Potentially the worst part of all of this is that most of us may not even realize we’re suffering from sleep deprivation. A study that looked at sleep deprivation over time made a lot of interesting finds, but the one that really stood out was that most of the participants, while underperforming on the tasks they measured, insisted they didn’t feel tired at all. We have a tendency to trick ourselves into thinking we’re feeling great, when we’re really missing important cues our bodies are trying to give us.
- Debt is inevitable—even in sleep.
If you’re missing sleep, it doesn’t just disappear never to haunt you again.
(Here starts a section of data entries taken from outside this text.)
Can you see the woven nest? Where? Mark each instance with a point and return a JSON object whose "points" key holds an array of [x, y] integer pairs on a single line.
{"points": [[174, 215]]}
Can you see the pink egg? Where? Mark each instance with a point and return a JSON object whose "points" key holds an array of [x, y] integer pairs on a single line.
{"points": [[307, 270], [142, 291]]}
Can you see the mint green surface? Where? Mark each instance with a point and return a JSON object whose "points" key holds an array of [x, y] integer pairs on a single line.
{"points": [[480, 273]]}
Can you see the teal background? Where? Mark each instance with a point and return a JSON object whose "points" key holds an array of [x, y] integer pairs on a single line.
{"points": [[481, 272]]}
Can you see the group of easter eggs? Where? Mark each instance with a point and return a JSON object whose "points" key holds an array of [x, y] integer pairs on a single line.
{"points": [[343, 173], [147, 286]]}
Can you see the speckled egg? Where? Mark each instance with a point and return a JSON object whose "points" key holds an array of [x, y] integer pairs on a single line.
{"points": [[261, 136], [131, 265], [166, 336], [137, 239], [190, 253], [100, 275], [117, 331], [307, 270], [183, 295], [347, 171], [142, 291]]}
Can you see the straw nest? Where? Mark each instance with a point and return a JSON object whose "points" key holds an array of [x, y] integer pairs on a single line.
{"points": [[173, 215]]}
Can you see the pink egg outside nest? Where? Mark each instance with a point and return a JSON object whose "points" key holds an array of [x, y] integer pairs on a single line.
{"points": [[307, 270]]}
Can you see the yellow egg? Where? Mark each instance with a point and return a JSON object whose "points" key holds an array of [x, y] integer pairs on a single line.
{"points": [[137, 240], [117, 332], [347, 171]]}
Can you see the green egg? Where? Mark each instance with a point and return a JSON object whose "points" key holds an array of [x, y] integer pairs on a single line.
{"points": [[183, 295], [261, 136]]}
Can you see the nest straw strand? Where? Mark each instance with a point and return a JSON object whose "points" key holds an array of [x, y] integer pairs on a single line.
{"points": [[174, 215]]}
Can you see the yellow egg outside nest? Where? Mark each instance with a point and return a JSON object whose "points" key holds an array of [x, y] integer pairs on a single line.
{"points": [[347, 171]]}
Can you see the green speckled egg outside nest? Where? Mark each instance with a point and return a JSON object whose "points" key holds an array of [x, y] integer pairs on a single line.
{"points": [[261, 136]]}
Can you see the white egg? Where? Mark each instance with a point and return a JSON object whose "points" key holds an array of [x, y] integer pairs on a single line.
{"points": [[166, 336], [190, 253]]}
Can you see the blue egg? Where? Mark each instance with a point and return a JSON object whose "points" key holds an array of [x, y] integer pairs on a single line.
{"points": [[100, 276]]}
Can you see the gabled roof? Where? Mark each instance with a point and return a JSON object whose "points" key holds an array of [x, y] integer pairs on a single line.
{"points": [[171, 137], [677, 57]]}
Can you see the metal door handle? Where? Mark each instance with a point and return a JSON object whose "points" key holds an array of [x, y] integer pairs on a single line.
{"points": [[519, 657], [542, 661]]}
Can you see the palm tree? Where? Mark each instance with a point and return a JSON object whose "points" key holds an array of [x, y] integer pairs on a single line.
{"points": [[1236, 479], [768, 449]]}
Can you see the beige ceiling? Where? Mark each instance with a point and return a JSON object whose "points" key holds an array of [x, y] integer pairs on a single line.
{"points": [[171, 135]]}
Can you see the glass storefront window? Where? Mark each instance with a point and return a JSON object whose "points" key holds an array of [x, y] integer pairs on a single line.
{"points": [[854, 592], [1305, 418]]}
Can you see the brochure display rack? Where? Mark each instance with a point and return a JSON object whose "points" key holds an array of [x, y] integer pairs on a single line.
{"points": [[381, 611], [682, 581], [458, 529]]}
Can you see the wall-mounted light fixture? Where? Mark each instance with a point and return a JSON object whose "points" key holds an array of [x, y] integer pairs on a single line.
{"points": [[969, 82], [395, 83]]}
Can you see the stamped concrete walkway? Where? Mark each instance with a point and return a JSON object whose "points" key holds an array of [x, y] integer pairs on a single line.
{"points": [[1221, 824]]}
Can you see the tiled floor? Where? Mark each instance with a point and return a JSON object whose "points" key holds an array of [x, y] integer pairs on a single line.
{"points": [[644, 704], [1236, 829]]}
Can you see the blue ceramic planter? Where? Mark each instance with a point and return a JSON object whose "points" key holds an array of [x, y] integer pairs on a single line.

As you push through a few nights of four hours here, six hours there, your sleep debt accrues and eventually—you’ve got to pay the bill. Sleeping in on the weekends probably won’t cut it, either. Cleaning up your sleep habits and making 7-9 hours of sleep a regular part of your routine moving forward is really the only way to undo missed sleep, though “catching up” becomes infinitely harder the more you lose.
- Missing out on sleep might be the cause of mental health issues, too.
Adequate sleep plays a huge role in mental health. For most of history we’ve assumed that insomnia is a symptom of mood disorders like depression and anxiety, but it turns out that it might also be a cause. Our brain does a lot of recovering at night, and our emotional well being can be severely impacted without sleep, so it makes sense that a lack of sleep can cause some of the things that are known to trigger depression, anxiety, and even psychosis in more severe cases.